Dienstleistungen, von Restaurantbesuchen bis Reisen, verteuerten sich um 2,9 Prozent, etwas weniger als in den Vormonaten. Für Verbraucher bedeutet die Rückkehr über die Marke von 2,8 Prozent realen Kaufkraftverlust: Für einen Euro gibt es spürbar weniger. Das bremst den privaten Konsum, eine tragende Säule der deutschen Binnenkonjunktur.

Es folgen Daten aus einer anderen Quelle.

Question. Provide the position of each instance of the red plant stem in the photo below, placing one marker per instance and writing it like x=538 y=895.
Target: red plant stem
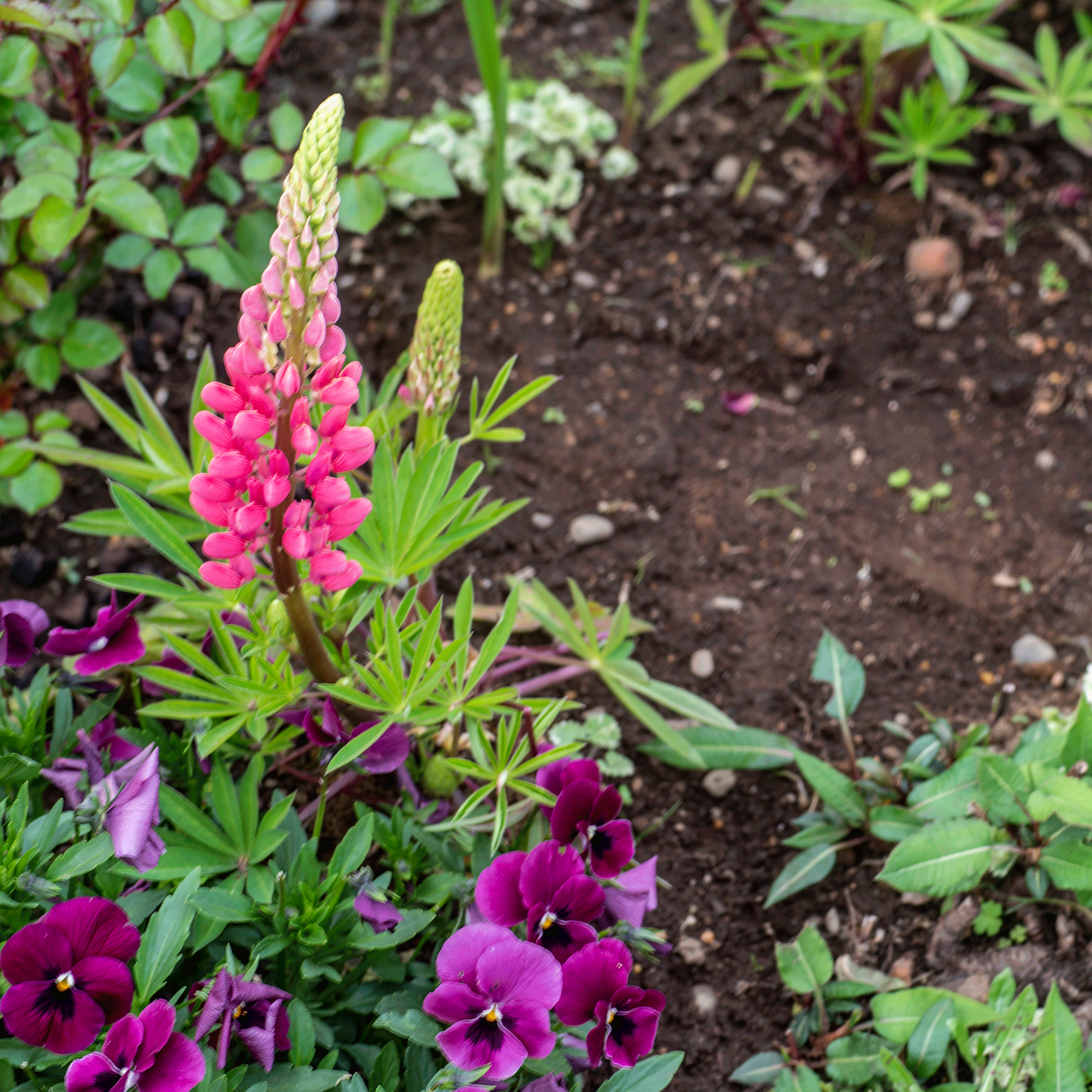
x=293 y=14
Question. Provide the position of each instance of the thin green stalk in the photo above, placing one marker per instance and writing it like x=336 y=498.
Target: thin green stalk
x=632 y=110
x=482 y=23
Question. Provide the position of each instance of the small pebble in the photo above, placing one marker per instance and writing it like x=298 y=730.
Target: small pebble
x=705 y=1000
x=586 y=530
x=729 y=603
x=720 y=782
x=692 y=951
x=933 y=259
x=702 y=664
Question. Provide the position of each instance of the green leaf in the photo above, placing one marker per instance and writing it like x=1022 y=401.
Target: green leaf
x=170 y=37
x=808 y=869
x=287 y=126
x=19 y=58
x=262 y=164
x=156 y=530
x=38 y=488
x=721 y=750
x=363 y=205
x=90 y=345
x=943 y=859
x=27 y=287
x=805 y=964
x=928 y=1046
x=161 y=271
x=233 y=108
x=81 y=859
x=199 y=227
x=836 y=789
x=1059 y=1044
x=129 y=206
x=42 y=365
x=162 y=944
x=128 y=252
x=420 y=171
x=224 y=11
x=174 y=145
x=376 y=138
x=899 y=1013
x=835 y=666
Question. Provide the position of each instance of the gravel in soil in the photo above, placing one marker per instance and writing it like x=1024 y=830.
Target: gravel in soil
x=673 y=295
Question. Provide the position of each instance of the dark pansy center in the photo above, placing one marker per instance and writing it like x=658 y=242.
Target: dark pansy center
x=57 y=998
x=620 y=1026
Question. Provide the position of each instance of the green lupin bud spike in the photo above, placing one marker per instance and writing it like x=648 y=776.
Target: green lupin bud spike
x=434 y=353
x=314 y=177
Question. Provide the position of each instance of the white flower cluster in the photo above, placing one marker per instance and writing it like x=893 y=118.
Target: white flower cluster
x=549 y=134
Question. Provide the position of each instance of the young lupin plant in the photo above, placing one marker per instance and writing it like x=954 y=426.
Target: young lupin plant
x=290 y=360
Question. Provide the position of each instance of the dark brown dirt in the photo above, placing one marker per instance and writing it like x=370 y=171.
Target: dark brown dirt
x=691 y=292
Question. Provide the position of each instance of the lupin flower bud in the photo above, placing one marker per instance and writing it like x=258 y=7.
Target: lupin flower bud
x=433 y=376
x=289 y=364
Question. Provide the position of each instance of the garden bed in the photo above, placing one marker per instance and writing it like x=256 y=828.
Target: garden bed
x=672 y=295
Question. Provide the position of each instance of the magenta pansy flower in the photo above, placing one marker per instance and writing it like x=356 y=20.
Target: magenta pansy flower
x=387 y=754
x=595 y=988
x=132 y=799
x=141 y=1054
x=21 y=622
x=632 y=895
x=496 y=992
x=113 y=640
x=590 y=811
x=68 y=975
x=548 y=887
x=256 y=1013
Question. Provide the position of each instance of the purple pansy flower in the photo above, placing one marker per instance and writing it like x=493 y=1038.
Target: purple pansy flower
x=68 y=975
x=113 y=640
x=141 y=1054
x=587 y=809
x=496 y=992
x=632 y=895
x=548 y=887
x=595 y=988
x=21 y=622
x=387 y=754
x=132 y=799
x=255 y=1012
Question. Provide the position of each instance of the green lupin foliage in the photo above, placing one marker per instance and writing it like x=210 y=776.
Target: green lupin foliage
x=434 y=353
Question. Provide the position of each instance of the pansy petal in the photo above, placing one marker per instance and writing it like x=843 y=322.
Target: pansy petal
x=179 y=1067
x=39 y=952
x=461 y=952
x=519 y=971
x=497 y=893
x=548 y=867
x=592 y=976
x=65 y=1023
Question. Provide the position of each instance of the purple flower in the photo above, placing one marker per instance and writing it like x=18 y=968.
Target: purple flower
x=113 y=640
x=496 y=992
x=21 y=622
x=68 y=975
x=141 y=1053
x=387 y=754
x=255 y=1012
x=132 y=799
x=378 y=912
x=591 y=811
x=631 y=896
x=548 y=887
x=626 y=1017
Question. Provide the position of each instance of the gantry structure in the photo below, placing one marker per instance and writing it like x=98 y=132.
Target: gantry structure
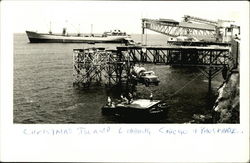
x=114 y=66
x=194 y=27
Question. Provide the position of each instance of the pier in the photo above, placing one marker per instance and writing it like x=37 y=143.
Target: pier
x=98 y=65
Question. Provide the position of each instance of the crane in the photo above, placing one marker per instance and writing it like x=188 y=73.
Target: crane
x=194 y=27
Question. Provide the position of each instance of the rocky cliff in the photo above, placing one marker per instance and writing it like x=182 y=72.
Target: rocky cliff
x=227 y=103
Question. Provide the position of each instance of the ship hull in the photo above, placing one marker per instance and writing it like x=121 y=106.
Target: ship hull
x=52 y=38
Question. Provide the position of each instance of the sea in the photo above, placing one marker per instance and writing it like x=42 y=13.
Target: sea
x=44 y=91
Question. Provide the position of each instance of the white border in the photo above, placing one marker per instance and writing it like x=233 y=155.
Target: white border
x=15 y=146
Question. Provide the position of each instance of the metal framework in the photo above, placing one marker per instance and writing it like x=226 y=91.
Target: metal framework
x=178 y=29
x=96 y=66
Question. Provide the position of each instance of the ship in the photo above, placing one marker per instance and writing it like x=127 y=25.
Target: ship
x=115 y=36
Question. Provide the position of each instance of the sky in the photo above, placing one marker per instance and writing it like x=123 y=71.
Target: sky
x=108 y=15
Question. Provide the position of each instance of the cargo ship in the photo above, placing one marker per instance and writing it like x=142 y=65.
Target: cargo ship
x=115 y=36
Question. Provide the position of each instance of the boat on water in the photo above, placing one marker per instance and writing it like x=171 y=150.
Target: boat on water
x=115 y=36
x=137 y=109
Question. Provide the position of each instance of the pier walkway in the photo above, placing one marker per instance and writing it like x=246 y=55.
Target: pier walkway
x=99 y=65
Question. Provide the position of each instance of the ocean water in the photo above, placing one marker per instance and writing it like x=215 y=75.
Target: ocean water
x=44 y=92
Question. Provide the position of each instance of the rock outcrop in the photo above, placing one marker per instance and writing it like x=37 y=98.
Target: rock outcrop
x=228 y=102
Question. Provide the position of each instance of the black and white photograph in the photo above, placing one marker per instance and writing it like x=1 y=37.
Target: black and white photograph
x=124 y=81
x=108 y=64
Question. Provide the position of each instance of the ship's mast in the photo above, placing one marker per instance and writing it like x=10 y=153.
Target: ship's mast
x=50 y=32
x=91 y=32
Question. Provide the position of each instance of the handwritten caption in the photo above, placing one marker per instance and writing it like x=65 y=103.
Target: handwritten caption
x=132 y=131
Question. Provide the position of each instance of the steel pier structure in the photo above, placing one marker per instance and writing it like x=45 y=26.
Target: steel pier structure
x=173 y=28
x=114 y=66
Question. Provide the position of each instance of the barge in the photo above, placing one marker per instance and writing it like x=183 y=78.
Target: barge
x=107 y=37
x=139 y=108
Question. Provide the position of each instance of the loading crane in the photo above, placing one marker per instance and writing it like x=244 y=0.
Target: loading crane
x=220 y=31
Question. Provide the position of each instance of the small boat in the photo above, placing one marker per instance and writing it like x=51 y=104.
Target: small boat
x=137 y=108
x=115 y=36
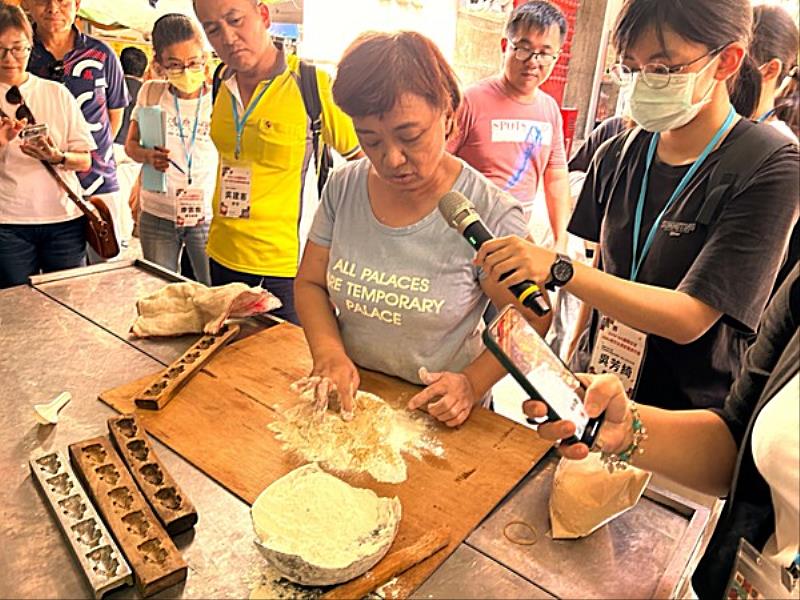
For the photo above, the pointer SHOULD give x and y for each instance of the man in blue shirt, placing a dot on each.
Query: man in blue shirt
(92, 73)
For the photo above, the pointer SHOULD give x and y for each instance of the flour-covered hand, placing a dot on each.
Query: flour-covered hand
(449, 396)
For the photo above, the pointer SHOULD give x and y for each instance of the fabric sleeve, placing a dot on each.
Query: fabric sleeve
(79, 136)
(117, 91)
(779, 324)
(337, 128)
(321, 232)
(590, 209)
(736, 269)
(463, 123)
(558, 152)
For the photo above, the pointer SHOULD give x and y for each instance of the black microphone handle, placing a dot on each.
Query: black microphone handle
(476, 234)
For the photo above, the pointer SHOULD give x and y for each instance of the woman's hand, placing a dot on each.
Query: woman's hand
(9, 130)
(511, 254)
(455, 392)
(603, 393)
(157, 157)
(42, 148)
(334, 379)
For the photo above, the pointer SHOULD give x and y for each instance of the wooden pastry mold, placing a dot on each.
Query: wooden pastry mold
(156, 395)
(103, 564)
(155, 560)
(167, 500)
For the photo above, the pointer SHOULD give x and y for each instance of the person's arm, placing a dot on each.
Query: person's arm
(692, 447)
(115, 117)
(668, 313)
(157, 157)
(559, 203)
(316, 314)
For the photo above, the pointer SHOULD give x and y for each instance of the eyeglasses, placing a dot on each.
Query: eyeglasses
(18, 52)
(655, 75)
(14, 97)
(543, 58)
(195, 66)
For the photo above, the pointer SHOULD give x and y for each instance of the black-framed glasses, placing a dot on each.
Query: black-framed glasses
(18, 52)
(14, 97)
(655, 75)
(194, 66)
(523, 54)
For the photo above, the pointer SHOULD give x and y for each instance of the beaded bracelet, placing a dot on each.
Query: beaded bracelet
(622, 460)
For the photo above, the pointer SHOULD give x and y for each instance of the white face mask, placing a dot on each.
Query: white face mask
(668, 107)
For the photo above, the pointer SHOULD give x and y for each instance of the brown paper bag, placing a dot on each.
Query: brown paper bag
(586, 496)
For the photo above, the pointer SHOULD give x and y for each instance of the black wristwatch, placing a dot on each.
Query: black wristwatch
(561, 272)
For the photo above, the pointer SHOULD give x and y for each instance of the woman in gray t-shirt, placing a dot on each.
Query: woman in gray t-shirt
(408, 299)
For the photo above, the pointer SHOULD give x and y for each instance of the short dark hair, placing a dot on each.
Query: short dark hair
(13, 17)
(712, 23)
(378, 68)
(774, 36)
(173, 28)
(134, 61)
(538, 15)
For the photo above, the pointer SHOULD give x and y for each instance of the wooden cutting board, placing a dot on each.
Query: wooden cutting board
(218, 422)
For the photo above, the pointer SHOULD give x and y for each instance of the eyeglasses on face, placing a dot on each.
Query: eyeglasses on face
(18, 52)
(14, 97)
(523, 54)
(655, 75)
(195, 66)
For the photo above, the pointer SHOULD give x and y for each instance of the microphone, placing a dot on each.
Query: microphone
(460, 214)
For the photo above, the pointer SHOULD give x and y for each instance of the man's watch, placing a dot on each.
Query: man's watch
(561, 272)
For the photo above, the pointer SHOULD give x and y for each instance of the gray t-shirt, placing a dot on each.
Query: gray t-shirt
(407, 297)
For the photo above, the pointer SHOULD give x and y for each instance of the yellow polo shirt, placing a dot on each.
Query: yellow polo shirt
(276, 145)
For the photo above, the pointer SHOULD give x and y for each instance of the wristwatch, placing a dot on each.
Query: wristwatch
(561, 272)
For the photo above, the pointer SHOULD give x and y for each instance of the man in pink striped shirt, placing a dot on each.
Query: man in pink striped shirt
(511, 131)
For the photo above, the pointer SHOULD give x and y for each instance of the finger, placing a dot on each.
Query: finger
(534, 409)
(459, 419)
(426, 395)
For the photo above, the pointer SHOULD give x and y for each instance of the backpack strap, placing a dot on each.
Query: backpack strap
(309, 90)
(736, 168)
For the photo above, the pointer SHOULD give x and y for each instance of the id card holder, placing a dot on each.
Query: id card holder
(235, 190)
(758, 578)
(190, 207)
(620, 350)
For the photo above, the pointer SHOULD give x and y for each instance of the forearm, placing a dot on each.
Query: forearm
(692, 447)
(483, 373)
(653, 310)
(314, 309)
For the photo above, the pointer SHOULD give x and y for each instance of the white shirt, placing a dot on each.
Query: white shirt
(28, 193)
(776, 448)
(204, 153)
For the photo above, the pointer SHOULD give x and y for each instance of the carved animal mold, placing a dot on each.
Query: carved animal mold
(168, 501)
(101, 561)
(156, 562)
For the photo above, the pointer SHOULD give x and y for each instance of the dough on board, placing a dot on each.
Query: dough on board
(318, 530)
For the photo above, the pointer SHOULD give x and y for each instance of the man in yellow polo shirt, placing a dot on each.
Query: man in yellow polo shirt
(263, 135)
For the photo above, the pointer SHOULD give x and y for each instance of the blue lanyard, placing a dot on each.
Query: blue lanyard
(188, 150)
(637, 259)
(240, 123)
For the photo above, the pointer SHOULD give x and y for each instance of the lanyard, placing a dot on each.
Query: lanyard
(637, 259)
(240, 123)
(188, 150)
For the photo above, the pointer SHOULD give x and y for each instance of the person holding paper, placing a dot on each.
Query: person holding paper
(177, 219)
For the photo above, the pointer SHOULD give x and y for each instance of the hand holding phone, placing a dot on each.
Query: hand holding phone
(541, 373)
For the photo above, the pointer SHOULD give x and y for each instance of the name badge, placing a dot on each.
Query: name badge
(620, 350)
(190, 208)
(755, 577)
(234, 196)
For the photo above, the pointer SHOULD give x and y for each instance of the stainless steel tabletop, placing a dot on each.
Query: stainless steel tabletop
(71, 335)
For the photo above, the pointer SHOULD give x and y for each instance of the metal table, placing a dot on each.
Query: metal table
(69, 331)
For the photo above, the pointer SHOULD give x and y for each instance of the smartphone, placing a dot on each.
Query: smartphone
(540, 372)
(31, 132)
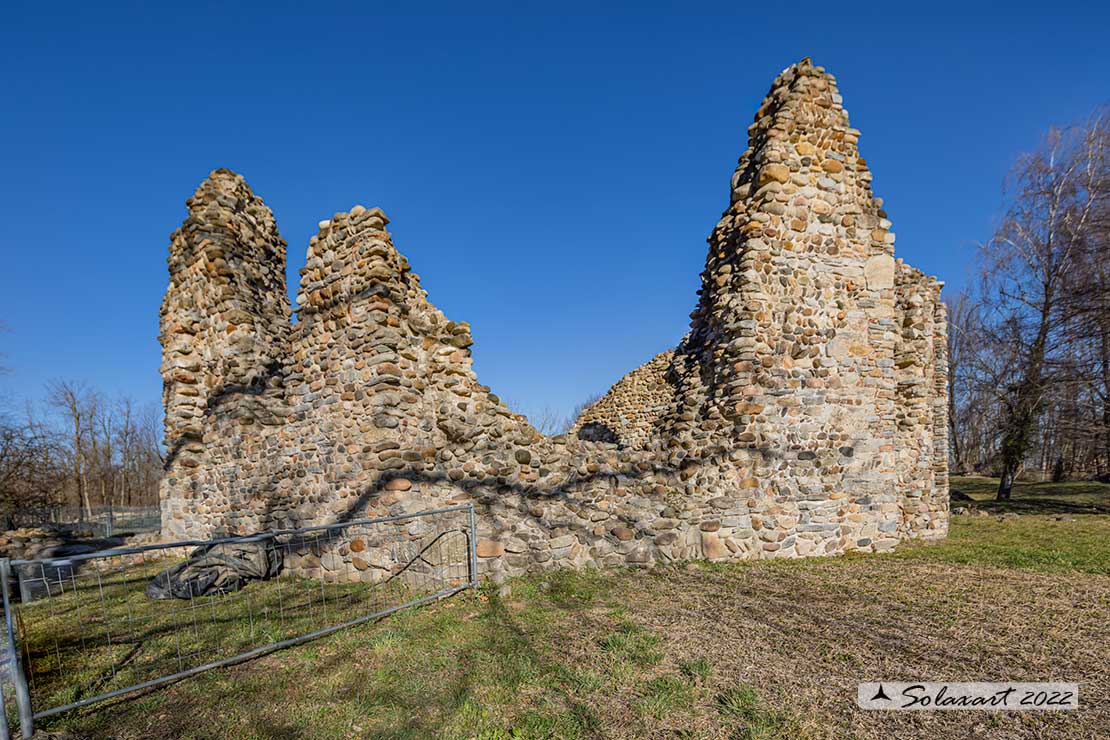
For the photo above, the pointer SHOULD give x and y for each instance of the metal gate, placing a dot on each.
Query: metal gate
(83, 629)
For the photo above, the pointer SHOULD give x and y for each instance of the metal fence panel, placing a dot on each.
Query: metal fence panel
(83, 629)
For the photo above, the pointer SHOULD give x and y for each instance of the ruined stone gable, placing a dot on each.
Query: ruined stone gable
(804, 413)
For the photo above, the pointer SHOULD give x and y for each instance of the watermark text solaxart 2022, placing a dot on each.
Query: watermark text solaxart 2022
(1005, 696)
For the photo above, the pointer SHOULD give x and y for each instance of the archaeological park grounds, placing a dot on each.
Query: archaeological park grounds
(754, 649)
(831, 477)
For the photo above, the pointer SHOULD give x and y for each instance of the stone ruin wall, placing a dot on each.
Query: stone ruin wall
(804, 414)
(633, 407)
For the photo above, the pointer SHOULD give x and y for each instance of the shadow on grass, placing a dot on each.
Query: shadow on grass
(1047, 498)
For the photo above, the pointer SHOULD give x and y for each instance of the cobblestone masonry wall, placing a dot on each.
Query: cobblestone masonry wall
(804, 414)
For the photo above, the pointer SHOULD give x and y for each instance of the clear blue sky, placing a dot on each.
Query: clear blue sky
(552, 174)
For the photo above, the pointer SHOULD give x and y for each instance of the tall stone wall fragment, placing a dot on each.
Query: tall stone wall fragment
(805, 413)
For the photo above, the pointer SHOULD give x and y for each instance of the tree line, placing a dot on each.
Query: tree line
(1029, 341)
(80, 450)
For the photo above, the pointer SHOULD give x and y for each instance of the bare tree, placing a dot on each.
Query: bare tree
(1029, 276)
(72, 402)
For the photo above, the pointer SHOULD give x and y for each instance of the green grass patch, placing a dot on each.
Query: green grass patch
(752, 720)
(665, 695)
(1076, 497)
(1027, 543)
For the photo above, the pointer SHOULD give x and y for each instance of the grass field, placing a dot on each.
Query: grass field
(767, 649)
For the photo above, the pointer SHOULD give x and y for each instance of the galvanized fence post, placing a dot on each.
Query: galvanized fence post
(474, 545)
(18, 678)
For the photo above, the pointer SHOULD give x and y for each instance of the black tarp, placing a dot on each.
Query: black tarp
(218, 569)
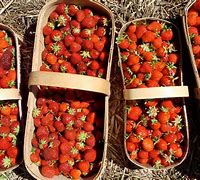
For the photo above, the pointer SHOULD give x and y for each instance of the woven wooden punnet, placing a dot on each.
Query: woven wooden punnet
(10, 93)
(158, 92)
(192, 59)
(65, 80)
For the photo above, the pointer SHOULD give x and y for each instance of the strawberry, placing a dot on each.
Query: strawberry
(167, 35)
(80, 15)
(4, 144)
(148, 36)
(69, 39)
(47, 171)
(6, 59)
(75, 58)
(87, 44)
(70, 134)
(86, 33)
(154, 26)
(84, 166)
(140, 30)
(53, 16)
(91, 141)
(65, 168)
(88, 22)
(90, 155)
(99, 46)
(75, 47)
(72, 9)
(51, 154)
(94, 54)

Für die Europäische Zentralbank verschärft sich damit ein Zielkonflikt: Eine Teuerung deutlich über der Zwei-Prozent-Marke lässt wenig Spielraum für Zinssenkungen, während die Konjunktur ohnehin schwächelt. Sollte sich die Straße von Hormus nicht öffnen, bleibt der importierte Preisdruck bestehen, unabhängig davon, wie die EZB ihre Leitzinsen setzt. Das zeigt die Grenzen nationaler und selbst europäischer Geldpolitik gegenüber global verursachten Schocks.

Business Punk Check

Die Bundesregierung hat mit der befristeten Steuersenkung lediglich einen Symptomdämpfer gesetzt, keine strukturelle Lösung. Offen bleibt, wie die EZB reagiert, wenn geopolitische Schocks importierte Inflation erzeugen, die mit klassischer Geldpolitik kaum zu bekämpfen ist. Für Verbraucher bleibt die Frage, wie lange Löhne mit den Energiepreisen mithalten.

Auf einen Blick

  • Die Inflationsrate in Deutschland stieg im Juli auf 2,8 Prozent, nachdem der befristete Tankrabatt ausgelaufen war.
  • Energiepreise verteuerten sich binnen Jahresfrist um 8,3 Prozent und bleiben laut Statistischem Bundesamt der zentrale Preistreiber.
  • Die anhaltende Blockade der Straße von Hormus im Iran-Konflikt und niedrige Flusspegel wie am Rhein könnten die Teuerung weiter anheizen.
  • Lebensmittelpreise stiegen bislang moderat um 0,4 Prozent, während Dienstleistungen um 2,9 Prozent teurer wurden.